Już po czterech spotkaniach drużyna Stanów Zjednoczonych zapewniła sobie awans do ćwierćfinału Grupy Światowej na nawierzchni trawiastej w Melbourne. Po pierwszym niedzielnym spotkaniu USA prowadzi z Australią 3:1.
Zdecydowanym kluczem do zwycięstwa Johna Isnera nad Bernardem Tomiciem był niesamowity serwis. Przez dwie godziny i piętnaście minut „Big John” nie popełnił ani jednego podwójnego błędu, a przy tym posłał 49 asów! Ostatecznie mecz zakończył się wynikiem 6:4 6:4 5:7 7:6 (4).
Walkę o miejsce w półfinale Amerykanie stoczą z lepszym z pojedynku Chorwatów z ubiegłorocznymi finalistami tych rozgrywek, Belgami.

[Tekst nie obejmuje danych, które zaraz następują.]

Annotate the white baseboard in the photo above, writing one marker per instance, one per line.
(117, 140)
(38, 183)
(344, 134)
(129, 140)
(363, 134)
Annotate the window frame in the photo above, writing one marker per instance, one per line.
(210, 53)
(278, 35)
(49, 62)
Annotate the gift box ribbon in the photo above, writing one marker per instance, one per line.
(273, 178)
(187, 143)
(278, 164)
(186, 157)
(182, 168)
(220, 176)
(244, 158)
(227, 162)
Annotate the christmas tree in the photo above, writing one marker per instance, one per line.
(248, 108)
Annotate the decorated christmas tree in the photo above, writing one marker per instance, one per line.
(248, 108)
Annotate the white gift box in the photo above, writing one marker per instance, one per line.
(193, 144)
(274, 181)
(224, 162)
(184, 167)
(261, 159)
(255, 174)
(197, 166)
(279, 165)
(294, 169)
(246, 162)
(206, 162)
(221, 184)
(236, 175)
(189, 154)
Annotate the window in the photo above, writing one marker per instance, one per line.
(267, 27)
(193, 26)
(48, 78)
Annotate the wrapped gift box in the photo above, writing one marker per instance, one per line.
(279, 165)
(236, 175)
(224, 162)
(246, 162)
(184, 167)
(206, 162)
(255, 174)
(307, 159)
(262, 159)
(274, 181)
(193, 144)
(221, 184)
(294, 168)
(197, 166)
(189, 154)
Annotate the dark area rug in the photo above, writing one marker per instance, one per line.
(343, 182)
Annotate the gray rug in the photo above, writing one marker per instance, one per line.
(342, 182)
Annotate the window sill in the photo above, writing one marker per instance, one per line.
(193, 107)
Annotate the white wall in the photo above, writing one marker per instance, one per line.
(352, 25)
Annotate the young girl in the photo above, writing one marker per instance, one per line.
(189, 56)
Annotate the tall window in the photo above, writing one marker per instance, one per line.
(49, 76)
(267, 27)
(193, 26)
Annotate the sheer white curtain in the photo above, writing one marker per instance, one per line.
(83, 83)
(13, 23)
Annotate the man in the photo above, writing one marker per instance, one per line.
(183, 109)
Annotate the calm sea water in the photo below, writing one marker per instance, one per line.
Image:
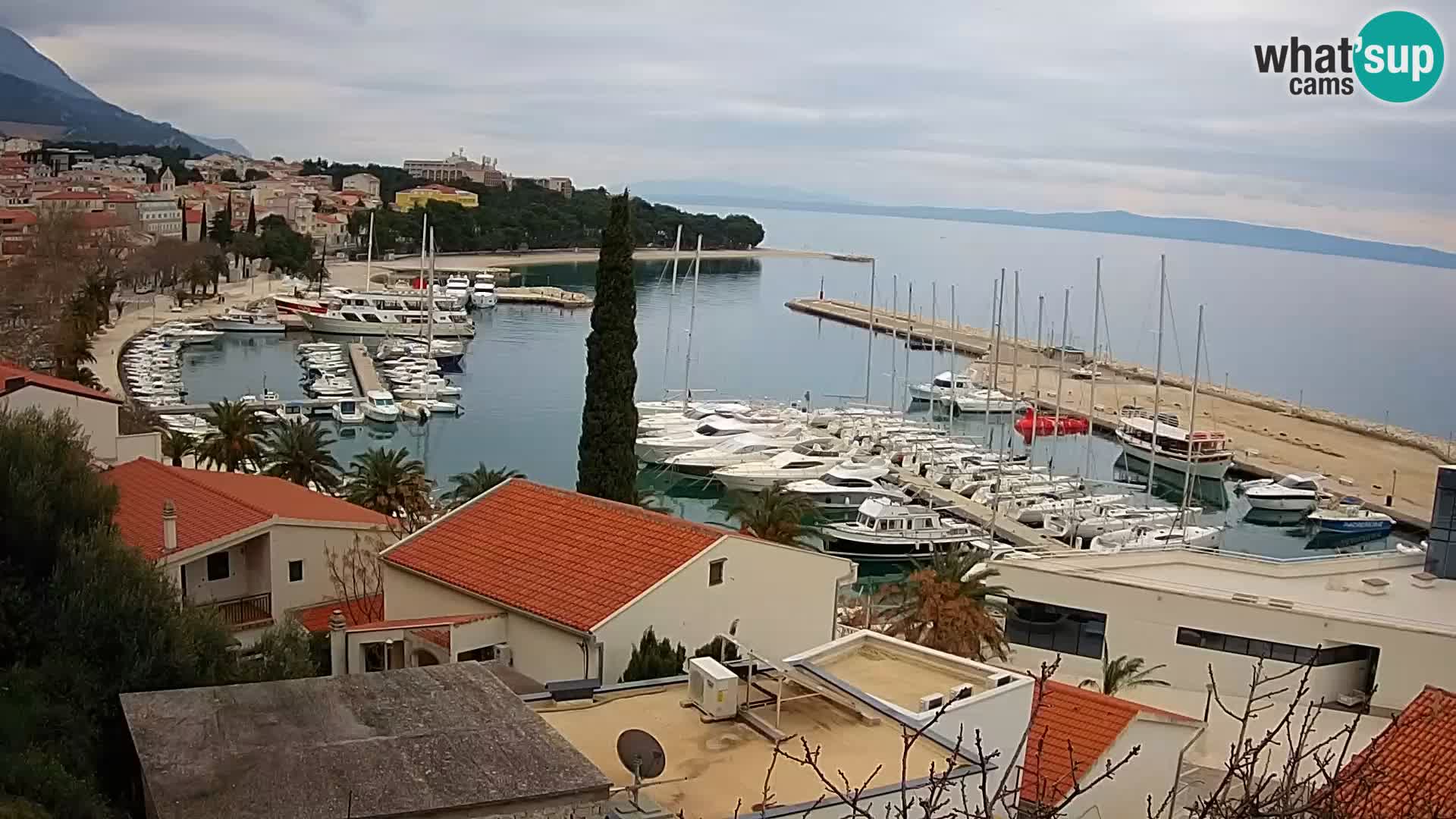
(1359, 337)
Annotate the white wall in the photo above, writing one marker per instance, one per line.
(783, 598)
(96, 417)
(1145, 623)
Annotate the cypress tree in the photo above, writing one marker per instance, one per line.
(606, 463)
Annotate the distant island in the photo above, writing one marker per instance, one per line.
(1120, 222)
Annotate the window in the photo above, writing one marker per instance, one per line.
(1270, 651)
(218, 567)
(1056, 629)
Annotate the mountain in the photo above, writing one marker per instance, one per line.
(22, 60)
(228, 145)
(1218, 231)
(36, 91)
(91, 120)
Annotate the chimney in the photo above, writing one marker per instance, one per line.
(169, 528)
(338, 645)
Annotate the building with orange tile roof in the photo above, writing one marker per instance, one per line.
(579, 580)
(1410, 770)
(93, 410)
(1075, 733)
(249, 545)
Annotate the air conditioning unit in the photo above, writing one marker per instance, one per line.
(712, 689)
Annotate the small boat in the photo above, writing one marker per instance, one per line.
(379, 406)
(1156, 538)
(347, 411)
(246, 321)
(1348, 518)
(848, 485)
(783, 468)
(1289, 493)
(893, 531)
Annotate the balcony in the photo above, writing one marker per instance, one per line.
(245, 613)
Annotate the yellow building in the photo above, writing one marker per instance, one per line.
(416, 197)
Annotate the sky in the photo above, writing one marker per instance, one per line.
(1147, 105)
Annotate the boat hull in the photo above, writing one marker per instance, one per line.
(1210, 468)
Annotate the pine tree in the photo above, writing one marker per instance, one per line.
(606, 463)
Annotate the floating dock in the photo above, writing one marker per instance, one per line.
(554, 297)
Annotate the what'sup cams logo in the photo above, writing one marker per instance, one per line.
(1397, 57)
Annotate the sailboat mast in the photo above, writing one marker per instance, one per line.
(1097, 325)
(692, 319)
(369, 256)
(667, 344)
(1193, 423)
(1062, 369)
(1158, 376)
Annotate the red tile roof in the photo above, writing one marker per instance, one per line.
(1062, 714)
(215, 504)
(9, 371)
(561, 556)
(316, 618)
(1410, 770)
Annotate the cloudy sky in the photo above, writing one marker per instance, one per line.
(1145, 105)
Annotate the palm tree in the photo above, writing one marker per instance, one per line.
(1123, 672)
(949, 605)
(300, 453)
(392, 483)
(237, 442)
(177, 447)
(469, 485)
(774, 515)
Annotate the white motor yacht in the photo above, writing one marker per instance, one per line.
(379, 406)
(944, 385)
(848, 485)
(783, 468)
(1158, 538)
(1291, 493)
(1082, 523)
(897, 532)
(347, 411)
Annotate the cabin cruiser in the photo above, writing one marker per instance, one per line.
(655, 449)
(892, 531)
(1204, 453)
(848, 485)
(482, 293)
(1350, 518)
(800, 464)
(740, 449)
(379, 406)
(398, 314)
(1090, 522)
(347, 411)
(1289, 493)
(1156, 538)
(246, 321)
(944, 385)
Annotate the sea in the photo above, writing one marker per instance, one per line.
(1360, 337)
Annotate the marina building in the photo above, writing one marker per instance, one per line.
(561, 586)
(417, 197)
(251, 547)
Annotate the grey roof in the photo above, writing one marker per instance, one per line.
(364, 745)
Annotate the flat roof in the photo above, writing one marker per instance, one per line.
(726, 761)
(1329, 586)
(386, 744)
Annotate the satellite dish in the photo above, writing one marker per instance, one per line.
(641, 754)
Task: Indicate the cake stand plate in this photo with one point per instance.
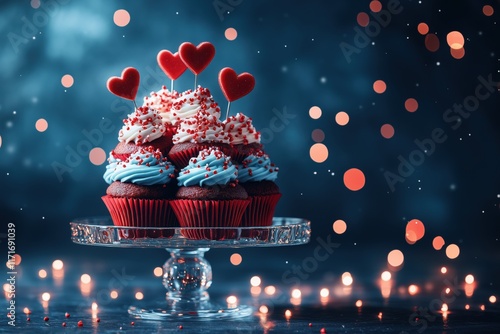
(187, 274)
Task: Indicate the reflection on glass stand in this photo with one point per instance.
(187, 274)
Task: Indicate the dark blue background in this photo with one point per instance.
(292, 49)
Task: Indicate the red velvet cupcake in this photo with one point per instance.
(209, 196)
(140, 191)
(257, 175)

Jak na razie, w Liege prowadzą goście 2:1.
—
Australia – USA 1:3
Sam Groth – John Isner 6:7 (2) 2:6 2:6
Bernard Tomic – Jack Sock 7:6 (2) 6:3 3:6 6:4
Hewitt/Peers – Bryan/Bryan 3:6 3:6 6:4 6:4 3:6
Bernard Tomic – John Isner 4:6 4:6 7:5 6:7 (4).